Mentre il suo sovrintendente Cristiano Chiarot viene chiamato a Firenze per salvare quel teatro lirico e il Maggio musicale sull’orlo del baratro di bilancio, la Fenice mostra uno spettacolo «esemplare» della varietà della propria mission: oltre alla conservazione e riproposta dei classici, la promozione del nuovo e la verifica di quanto ieri è stato avanguardia e ora rischia il dimenticatoio.
A questi «doveri» risponde al Malibran (oggi alle 15,30 ultima replica) Cefalo e Procri, piccola opera presentata alla Biennale musica nel ‘34, composta da Ernst Krenek (austriaco, accusato dai nazisti di «arte degenerata»), su libretto di Rinaldo Küfferle, lo stesso del Libertino di Stravinsky.

Da allora mai più rappresentata, e ora in scena preceduta da una sorta di composizione «reciproca» che coglie il fulcro, quasi una chiave di lettura, della morality play di Krenek.
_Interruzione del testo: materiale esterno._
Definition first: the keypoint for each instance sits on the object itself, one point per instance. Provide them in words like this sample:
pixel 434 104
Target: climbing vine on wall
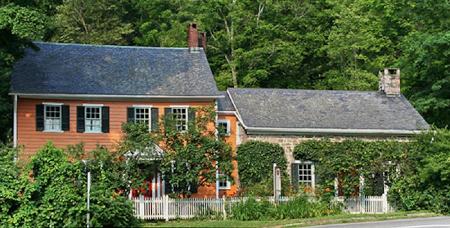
pixel 349 159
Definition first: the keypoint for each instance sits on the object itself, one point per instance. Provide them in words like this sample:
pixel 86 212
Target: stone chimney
pixel 390 81
pixel 203 40
pixel 193 38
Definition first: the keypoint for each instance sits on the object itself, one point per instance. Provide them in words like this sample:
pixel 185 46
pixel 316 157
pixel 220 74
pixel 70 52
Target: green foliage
pixel 18 26
pixel 256 160
pixel 423 181
pixel 51 191
pixel 427 75
pixel 190 156
pixel 9 183
pixel 299 207
pixel 349 159
pixel 251 209
pixel 92 21
pixel 417 171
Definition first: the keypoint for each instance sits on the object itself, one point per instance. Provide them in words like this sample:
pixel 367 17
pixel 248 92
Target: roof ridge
pixel 108 45
pixel 312 90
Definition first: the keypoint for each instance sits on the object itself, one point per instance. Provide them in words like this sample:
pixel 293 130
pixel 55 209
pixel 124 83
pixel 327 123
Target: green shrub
pixel 299 207
pixel 256 160
pixel 424 180
pixel 251 209
pixel 51 192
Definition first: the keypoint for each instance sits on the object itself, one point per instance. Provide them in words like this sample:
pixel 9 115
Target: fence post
pixel 141 206
pixel 385 204
pixel 166 207
pixel 224 208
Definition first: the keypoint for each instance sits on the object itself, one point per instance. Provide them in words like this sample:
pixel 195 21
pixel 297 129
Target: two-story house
pixel 72 93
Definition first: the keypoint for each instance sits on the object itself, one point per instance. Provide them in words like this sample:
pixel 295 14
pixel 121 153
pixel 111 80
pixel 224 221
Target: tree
pixel 18 26
pixel 92 21
pixel 426 72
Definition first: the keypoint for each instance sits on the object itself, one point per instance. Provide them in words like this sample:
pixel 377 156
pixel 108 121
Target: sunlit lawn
pixel 344 218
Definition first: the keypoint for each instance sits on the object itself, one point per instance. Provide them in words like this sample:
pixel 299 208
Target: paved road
pixel 433 222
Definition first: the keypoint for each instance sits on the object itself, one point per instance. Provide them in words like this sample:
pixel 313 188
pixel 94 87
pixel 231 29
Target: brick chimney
pixel 193 38
pixel 203 40
pixel 192 33
pixel 390 81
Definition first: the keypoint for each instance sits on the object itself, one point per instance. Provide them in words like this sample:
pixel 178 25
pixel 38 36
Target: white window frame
pixel 187 116
pixel 149 109
pixel 46 129
pixel 313 176
pixel 227 180
pixel 86 130
pixel 228 133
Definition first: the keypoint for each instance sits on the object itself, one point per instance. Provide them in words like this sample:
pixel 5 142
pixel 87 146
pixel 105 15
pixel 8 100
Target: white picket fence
pixel 165 208
pixel 366 204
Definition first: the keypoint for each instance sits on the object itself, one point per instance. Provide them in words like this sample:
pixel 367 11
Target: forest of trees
pixel 316 44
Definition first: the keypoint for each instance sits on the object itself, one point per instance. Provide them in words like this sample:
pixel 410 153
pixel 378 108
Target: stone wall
pixel 288 142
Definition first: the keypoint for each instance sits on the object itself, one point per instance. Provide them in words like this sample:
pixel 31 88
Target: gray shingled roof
pixel 325 109
pixel 224 104
pixel 113 70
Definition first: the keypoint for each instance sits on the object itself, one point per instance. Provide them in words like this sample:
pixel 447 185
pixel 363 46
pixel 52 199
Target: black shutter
pixel 155 119
pixel 191 115
pixel 167 186
pixel 40 117
pixel 105 119
pixel 168 118
pixel 294 175
pixel 167 111
pixel 80 119
pixel 316 175
pixel 130 115
pixel 65 125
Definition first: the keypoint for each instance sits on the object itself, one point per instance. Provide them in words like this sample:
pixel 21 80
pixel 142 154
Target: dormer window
pixel 52 118
pixel 93 120
pixel 142 116
pixel 180 116
pixel 223 127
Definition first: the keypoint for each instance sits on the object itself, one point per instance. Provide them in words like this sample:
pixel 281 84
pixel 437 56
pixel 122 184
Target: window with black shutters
pixel 93 119
pixel 142 115
pixel 180 116
pixel 52 118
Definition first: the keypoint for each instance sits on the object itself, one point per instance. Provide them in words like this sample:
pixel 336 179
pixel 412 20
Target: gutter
pixel 66 95
pixel 268 130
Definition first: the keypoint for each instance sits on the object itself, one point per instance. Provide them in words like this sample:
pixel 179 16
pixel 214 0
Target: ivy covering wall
pixel 417 171
pixel 255 164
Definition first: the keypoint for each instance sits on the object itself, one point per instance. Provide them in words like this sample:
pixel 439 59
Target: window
pixel 142 115
pixel 93 119
pixel 306 173
pixel 52 118
pixel 180 117
pixel 224 182
pixel 223 126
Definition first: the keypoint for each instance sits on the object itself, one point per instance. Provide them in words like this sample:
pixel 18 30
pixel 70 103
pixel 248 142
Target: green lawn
pixel 344 218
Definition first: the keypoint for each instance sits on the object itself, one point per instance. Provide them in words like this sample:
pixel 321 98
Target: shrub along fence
pixel 166 208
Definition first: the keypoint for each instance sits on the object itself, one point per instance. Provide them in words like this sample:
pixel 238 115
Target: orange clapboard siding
pixel 209 190
pixel 32 140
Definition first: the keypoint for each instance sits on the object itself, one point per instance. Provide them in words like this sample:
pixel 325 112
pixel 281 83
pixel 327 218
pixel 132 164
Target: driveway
pixel 433 222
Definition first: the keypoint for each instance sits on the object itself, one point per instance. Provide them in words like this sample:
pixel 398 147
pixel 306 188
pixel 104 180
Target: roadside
pixel 344 218
pixel 440 221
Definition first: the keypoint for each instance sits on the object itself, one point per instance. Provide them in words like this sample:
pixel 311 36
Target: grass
pixel 343 218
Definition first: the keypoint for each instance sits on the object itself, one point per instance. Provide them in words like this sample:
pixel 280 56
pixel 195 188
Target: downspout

Protagonista è la stessa Procri nel contrastato amore narrato da Ovidio nelle Metamorfosi. Una partitura coinvolgente, cantata dalla sola Procri, e commissionata dalla Fenice a Silvia Colasanti, una delle migliori compositrici contemporanee, che prende a titolo un verso seicentesco di Francesco Cavalli: Eccessivo è il dolor / quand’egli è muto.

È proprio questa affermazione a rivelarsi chiave di lettura della vicenda: dei e umani vogliono e pensano di giocare, ma le conseguenze della loro incoscienza finiscono dritte nella tragedia ove le spinge la gelosia e la sfrontatezza ora dell’uno ora dell’altro. La divina Aurora si confronta e si scontra con la sua ascendente Diana; i giovani del titolo, entrambi figli di re, sfidano il destino mettendo a prove fatali la fedeltà dell’altro. Traspare un erotismo voglioso e sfrenato, opportunamente «velato» (anche se non del tutto) dall’essere il componimento una tipica moralità controriformista.

E proprio sui chiari e gli scuri gioca la regia di Valentino Villa, uno dei migliori registi del teatro di nuova generazione, qui al suo debutto nella lirica. Anche se la musica ha sempre avuto un valore decisivo nel suo teatro, come testimonia il suo indimenticabile Blu che riportava nella nostra quotidianità il Barbablù di Bartòk.
Una grande parete scura riquadrata in stile giapponese (scene di Massimo Cecchetto) apre a tratti al centro uno schermo, quasi a far trasparire luoghi della memoria o ambienti della divinità. Ma il luogo di scontro è tutto interiore, tra amanti e tra dee, e non è edificante per nessuno. Quello di Villa diviene così una sorta di ficcante tractatus sull’argomento, che asseconda la scelta dodecafonica dell’autore, ma non ne dissolve le origini neoclassiche. Concertandosi bene con la direzione di Tito Ceccherini e il suo percorso dentro un’opera certo oggi meno assimilabile che negli anni trenta, mentre i cantanti partecipano decisi al rito.